SQLite allows us to create a database entirely in memory.
Of course this means the amount of data we can hold is limited to the available free memory and the data, in this format, will be lost once the process ends.
Nevertheless it can be very useful as temporary data storage instead of using hashes, arrays.
In order to create an in-memory SQLite database we need to connect to the database using :memory: pseudo-name instead of a filename.
examples/sqlite_in_memory.pl
use strict; use warnings; use Data::Dumper qw(Dumper); use DBI; my $dbh = DBI->connect("dbi:SQLite:dbname=:memory:"); $dbh->do("CREATE TABLE words ( id INTEGER PRIMARY KEY, word VARCHAR(255) )"); for my $word ("abc", "def") { $dbh->do("INSERT INTO words (word) VALUES (?)", undef, $word); } my $sth = $dbh->prepare("SELECT * from words"); $sth->execute; while (my $h = $sth->fetchrow_hashref) { print Dumper $h; }
Once we have the database handle ($dbh) we can do all the usual operations. We will usually start by creating tables and indexes. Then we can INSERT rows.
Except of the connection string our code is not aware that it is talking to an in-memory database.
See also the counter example using Perl Dancer and an in-memory SQLite database
Comments
Hmmm.... been using sqlite for some time now and never even thought of using a memory only db. This could be very handy on an RPi connected to an Arduino where there might be smaller amounts of data which one does not need to store, but might need to display or analyze and then send on the results and subsequently get rid of. Nice! Thanks for pointing that out.
Hi Gabor, have you ever compared the performance of this compared to standard hashes when doing thousands of queries?
Would be nice to know how to do this with a web app. For example, various web users are querying data, so we'd need to know how to make the connection to the in-memory database persistent across multiple runs of the same Perl cgi script.

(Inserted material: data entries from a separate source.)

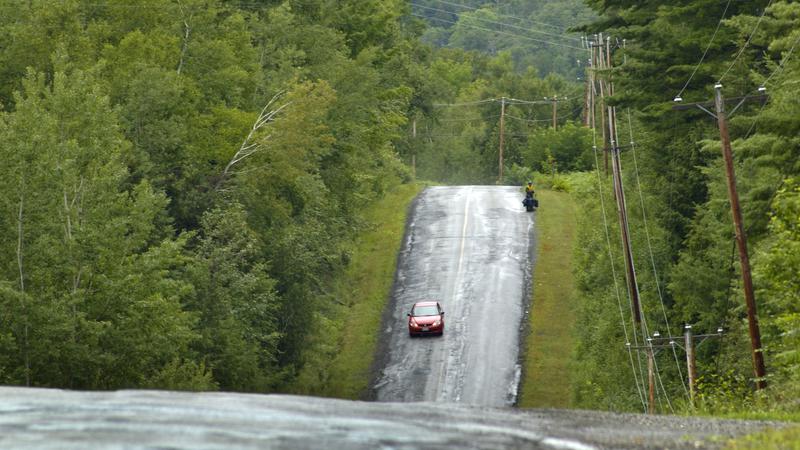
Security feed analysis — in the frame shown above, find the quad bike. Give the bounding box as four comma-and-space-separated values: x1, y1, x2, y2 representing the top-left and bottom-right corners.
522, 192, 538, 212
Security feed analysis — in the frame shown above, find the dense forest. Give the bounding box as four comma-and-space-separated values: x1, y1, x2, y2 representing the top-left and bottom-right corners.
0, 0, 420, 391
0, 0, 797, 418
571, 0, 800, 414
0, 0, 584, 392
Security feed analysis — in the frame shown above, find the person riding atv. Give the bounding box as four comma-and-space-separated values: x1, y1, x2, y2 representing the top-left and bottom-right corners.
525, 181, 535, 199
522, 181, 538, 212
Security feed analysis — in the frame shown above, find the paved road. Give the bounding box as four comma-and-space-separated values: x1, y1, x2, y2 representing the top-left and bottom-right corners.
372, 186, 535, 406
0, 387, 783, 449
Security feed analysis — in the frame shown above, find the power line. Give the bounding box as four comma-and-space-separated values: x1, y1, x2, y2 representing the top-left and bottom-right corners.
591, 128, 648, 413
437, 115, 497, 122
762, 30, 800, 87
505, 97, 551, 105
718, 0, 773, 83
411, 2, 581, 42
432, 98, 499, 107
433, 96, 568, 107
673, 0, 733, 101
625, 108, 691, 402
413, 14, 584, 51
429, 0, 570, 33
504, 114, 552, 123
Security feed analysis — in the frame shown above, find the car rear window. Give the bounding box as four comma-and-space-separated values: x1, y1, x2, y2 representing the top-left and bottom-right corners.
412, 305, 439, 316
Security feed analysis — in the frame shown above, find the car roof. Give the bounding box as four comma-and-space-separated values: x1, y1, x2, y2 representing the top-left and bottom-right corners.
413, 301, 439, 307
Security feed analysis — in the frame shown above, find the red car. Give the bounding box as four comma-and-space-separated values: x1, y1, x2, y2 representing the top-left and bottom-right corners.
407, 301, 445, 337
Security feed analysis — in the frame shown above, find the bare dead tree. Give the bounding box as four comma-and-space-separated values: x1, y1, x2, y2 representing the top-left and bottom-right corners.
62, 177, 85, 293
176, 0, 191, 75
16, 184, 30, 386
215, 91, 291, 191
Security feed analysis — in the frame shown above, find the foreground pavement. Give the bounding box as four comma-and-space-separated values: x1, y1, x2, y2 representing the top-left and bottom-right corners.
0, 387, 783, 449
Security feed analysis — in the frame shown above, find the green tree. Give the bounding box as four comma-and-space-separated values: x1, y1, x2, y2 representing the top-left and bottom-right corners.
0, 69, 198, 389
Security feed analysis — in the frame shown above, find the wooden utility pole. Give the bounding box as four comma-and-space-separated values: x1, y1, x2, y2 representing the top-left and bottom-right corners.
544, 95, 566, 131
684, 325, 697, 403
713, 84, 767, 389
647, 345, 656, 413
411, 118, 417, 178
584, 58, 591, 127
672, 85, 768, 390
498, 97, 506, 182
594, 35, 609, 176
598, 35, 652, 413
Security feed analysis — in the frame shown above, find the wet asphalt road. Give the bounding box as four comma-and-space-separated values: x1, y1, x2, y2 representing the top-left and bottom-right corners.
372, 186, 535, 406
0, 387, 782, 449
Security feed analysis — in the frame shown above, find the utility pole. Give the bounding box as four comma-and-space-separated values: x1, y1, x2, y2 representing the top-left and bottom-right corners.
636, 325, 723, 408
714, 84, 767, 390
544, 95, 567, 131
598, 35, 652, 413
684, 325, 697, 403
592, 34, 609, 176
411, 118, 417, 178
583, 58, 591, 127
672, 85, 768, 390
498, 97, 506, 182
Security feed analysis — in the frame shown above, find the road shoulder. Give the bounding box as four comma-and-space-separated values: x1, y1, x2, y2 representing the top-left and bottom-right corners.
518, 189, 578, 408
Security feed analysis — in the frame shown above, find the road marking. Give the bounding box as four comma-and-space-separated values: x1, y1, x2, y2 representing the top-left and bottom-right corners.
436, 188, 471, 401
542, 437, 597, 450
457, 192, 470, 277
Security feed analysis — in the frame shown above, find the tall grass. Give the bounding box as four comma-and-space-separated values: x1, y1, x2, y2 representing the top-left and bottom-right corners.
518, 189, 578, 408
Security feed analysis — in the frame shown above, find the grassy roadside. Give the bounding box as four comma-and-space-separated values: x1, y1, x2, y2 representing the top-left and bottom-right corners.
726, 428, 800, 449
518, 189, 578, 409
290, 182, 423, 399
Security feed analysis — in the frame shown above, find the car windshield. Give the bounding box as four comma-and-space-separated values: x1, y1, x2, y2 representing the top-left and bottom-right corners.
412, 305, 439, 316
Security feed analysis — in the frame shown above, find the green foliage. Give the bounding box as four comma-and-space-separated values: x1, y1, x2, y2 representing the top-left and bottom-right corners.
755, 179, 800, 404
415, 0, 596, 78
571, 0, 800, 415
0, 0, 424, 392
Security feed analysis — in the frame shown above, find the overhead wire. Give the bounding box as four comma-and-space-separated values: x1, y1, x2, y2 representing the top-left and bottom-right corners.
412, 14, 585, 51
608, 109, 651, 410
429, 0, 570, 33
741, 24, 800, 146
625, 109, 691, 400
411, 2, 581, 42
433, 98, 499, 107
591, 111, 648, 413
589, 58, 647, 410
674, 0, 733, 100
612, 108, 676, 413
762, 29, 800, 87
717, 0, 773, 83
613, 123, 675, 414
504, 114, 552, 123
437, 116, 497, 122
609, 107, 675, 413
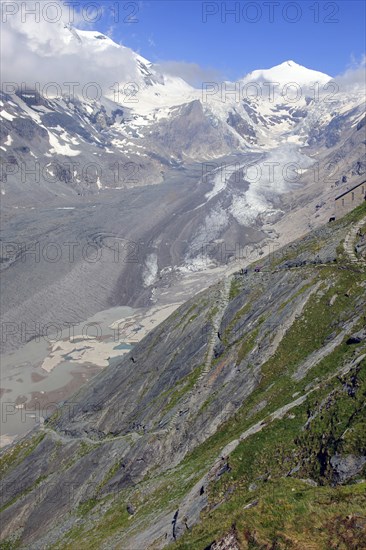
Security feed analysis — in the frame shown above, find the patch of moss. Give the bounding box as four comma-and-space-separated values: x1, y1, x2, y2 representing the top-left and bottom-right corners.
77, 497, 99, 516
0, 473, 48, 513
181, 313, 198, 331
97, 461, 121, 492
278, 280, 314, 311
0, 433, 45, 477
0, 538, 21, 549
161, 365, 203, 415
236, 328, 259, 365
229, 278, 242, 300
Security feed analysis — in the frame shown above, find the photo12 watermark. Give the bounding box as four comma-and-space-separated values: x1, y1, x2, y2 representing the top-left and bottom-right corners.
201, 79, 340, 104
201, 2, 340, 24
1, 1, 140, 25
1, 315, 146, 346
0, 237, 141, 266
1, 80, 141, 104
0, 159, 142, 187
201, 160, 341, 185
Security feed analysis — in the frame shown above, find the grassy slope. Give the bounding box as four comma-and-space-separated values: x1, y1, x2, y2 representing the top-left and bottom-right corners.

If you are using plain old CGI then you cannot do this as CGI will run a separate process for each request. If you use something like Dancer or Mojolicious then you can. See this example: https://perlmaven.com/counter-with-dancer-using-in-memory-sqlite-database However I am not sure in which situation would that be useful.
My app would be a web-based chat app that would support 20 users for about 15 minutes.
The Dancer count example is unclear, that article doesn't accept comments, I'm referred to GitHub where it's painfully unclear how to comment.
What is unclear in the Dancer example?